Happy Birthday, Nora Stanton Blatch Barney

September 30, 2018

As a hydraulics engineer, Nora Stanton Blatch Barney paved the way for women in engineering, architecture, and mathematics. Influenced by her grandmother and mother, Barney was also a key figure in the woman suffrage movement in the United States. Throughout her life and career, the courageous engineer never shied away from forging ahead and left a lasting impression on New York City infrastructure.

Shattering the Glass Ceiling

On September 30, 1883, William Blatch and Harriot Eaton Stanton welcomed their daughter, Nora Stanton Blatch Barney (née Nora Stanton Blatch), in Basingstoke, Hampshire, England. Barney was born into a family of notable suffragists: Along with her mother, Barney’s grandmother were both leading figures of the early women’s rights movement in the U.S. Influenced by both matriarchs, Barney continued the tradition as a suffragist and an academic scholar.

A photograph of civil engineer Nora Stanton Blatch Barney.
Nora Stanton Blatch Barney. Image in the public domain in the United States, via Wikimedia Commons.

In 1897, Barney began studying mathematics and Latin at the Horace Mann School in New York. For summer holidays, she would return to England. Her family officially moved to the U.S. in 1902, when Barney began studying at Cornell University in Ithaca, New York. She was accepted into the Sibley School of Engineering (now the Sibley School of Mechanical and Aerospace Engineering) as part of the first wave of female students. The suffragist was initially drawn to the field of civil engineering, and she aimed to shatter the glass ceiling.

As an academic, Barney was granted membership into multiple prestigious clubs and societies, including Sigma Xi, an honorary scientific society founded in 1886 at Cornell. In 1905, Barney became the first woman in the U.S. to obtain a degree in civil engineering. She solved a key hydrodynamics problem with her thesis, “An Experimental Study of the Flow of Sand and Water in Pipes under Pressure”. One of her professors, Ernest William Schoder, wrote in a letter of recommendation for Barney that “She can use her hands and head, separately and together, better than many male seniors.” (Ref. 1)

The Can-Do Attitude of Nora Stanton Blatch Barney

Nora Stanton Blatch Barney started her engineering career by helping to construct bridges with the American Bridge Company and build subway tunnels with the New York City Board of Water Supply. She later enrolled in mathematics and electricity courses at Columbia University. Barney also worked as a lab assistant to Lee de Forest, inventor of the radio vacuum tube, at his capacitor company until 1909.

Barney then resumed her engineering career by gaining employment at the Radley Steel Construction Company as an assistant engineer and chief drafter. A few years later, she was employed by the New York Public Service Commission as an assistant engineer.

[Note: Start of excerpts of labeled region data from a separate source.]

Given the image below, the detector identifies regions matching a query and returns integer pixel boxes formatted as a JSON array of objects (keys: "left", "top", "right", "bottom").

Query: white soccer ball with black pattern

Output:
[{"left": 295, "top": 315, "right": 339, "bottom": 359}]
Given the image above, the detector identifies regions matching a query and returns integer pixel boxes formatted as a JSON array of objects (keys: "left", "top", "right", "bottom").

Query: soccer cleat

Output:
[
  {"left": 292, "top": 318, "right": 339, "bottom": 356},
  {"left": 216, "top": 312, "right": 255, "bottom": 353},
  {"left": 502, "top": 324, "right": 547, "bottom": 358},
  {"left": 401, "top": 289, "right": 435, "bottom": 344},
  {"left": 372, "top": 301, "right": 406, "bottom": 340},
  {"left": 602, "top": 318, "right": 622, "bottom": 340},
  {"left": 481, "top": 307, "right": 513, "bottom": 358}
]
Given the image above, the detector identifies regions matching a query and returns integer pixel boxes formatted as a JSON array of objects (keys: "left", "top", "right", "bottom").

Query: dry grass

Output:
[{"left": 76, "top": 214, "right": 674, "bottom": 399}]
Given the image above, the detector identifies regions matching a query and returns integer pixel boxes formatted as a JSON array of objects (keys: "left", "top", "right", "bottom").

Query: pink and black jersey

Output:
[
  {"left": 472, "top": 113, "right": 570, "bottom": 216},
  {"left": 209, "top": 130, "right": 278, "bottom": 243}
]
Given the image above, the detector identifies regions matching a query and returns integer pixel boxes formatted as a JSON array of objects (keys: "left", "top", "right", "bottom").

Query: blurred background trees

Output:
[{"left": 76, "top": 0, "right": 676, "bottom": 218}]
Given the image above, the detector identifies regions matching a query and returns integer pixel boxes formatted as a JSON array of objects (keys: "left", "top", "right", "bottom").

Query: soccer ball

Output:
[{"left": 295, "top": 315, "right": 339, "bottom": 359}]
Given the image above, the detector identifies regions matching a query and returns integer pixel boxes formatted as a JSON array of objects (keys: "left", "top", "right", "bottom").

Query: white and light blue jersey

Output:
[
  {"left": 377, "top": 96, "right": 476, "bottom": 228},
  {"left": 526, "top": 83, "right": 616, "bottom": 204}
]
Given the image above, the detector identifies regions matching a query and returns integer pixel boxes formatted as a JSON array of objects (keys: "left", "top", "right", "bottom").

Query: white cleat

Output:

In 1914, she began working as an architect and developer and later relocated to Connecticut to continue her career as a real estate developer.

A photograph of Nora Stanton Blatch Barney with her daughter.
Barney (left), a strong proponent of women’s education, and her daughter (right) were both architects. Image in the public domain in the United States, via Wikimedia Commons.

Because of her skills and contributions in engineering, Barney was the first woman admitted into the American Society of Civil Engineers (ASCE) — but she was only allowed junior membership. When she turned 32 (the age limit for junior members), the ASCE refused to promote her to associate status, a position that no woman had ever held. Furthermore, they denied Barney’s membership renewal. In 1916, Barney took the ASCE to court for full associate membership and lost. No woman became a full ASCE member until 1927, a decade after the lawsuit. Many years after her death in 1971, the ASCE posthumously elected Barney with fellow status in 2015.

Pushing Forward and Breaking Ground

Throughout her career and life, Barney remained active in the woman suffrage movement. She succeeded her mother as president of the Women’s Political Union in 1915 and participated in the efforts of the National Woman’s Party for a federal Equal Rights Amendment. The suffragist continued writing about the cause through publications such as World Peace Through a People’s Parliament in 1944 and Women as Human Beings in 1946.

In 2017, the New York City Department of Environmental Protection (DEP) honored Barney’s extensive contributions to their water supply facilities by naming their 30-million-dollar tunnel-boring machine “NORA”. The machine, considered “one of the world’s most advanced tunnel excavators,” was built to repair the world’s longest tunnel: New York City’s Delaware Aqueduct. The project is considered the largest repair in the history of New York City’s water supply. Speaking about the project, Barney’s granddaughter Coline Jenkins said “Nora will be pushing forward and breaking ground, as she did in life.” (Ref. 2)

Further Reading

References

  1. E. Engst and H.R. Segelken, “Cornell Rewind: Phenomenal first women of engineering,” Cornell Chronicle, 18 Feb. 2015.
  2. S. Kacapyr, “NYC tunnel-borer named for Cornell engineer, suffragist,” Cornell Chronicle, 30 Mar. 2017.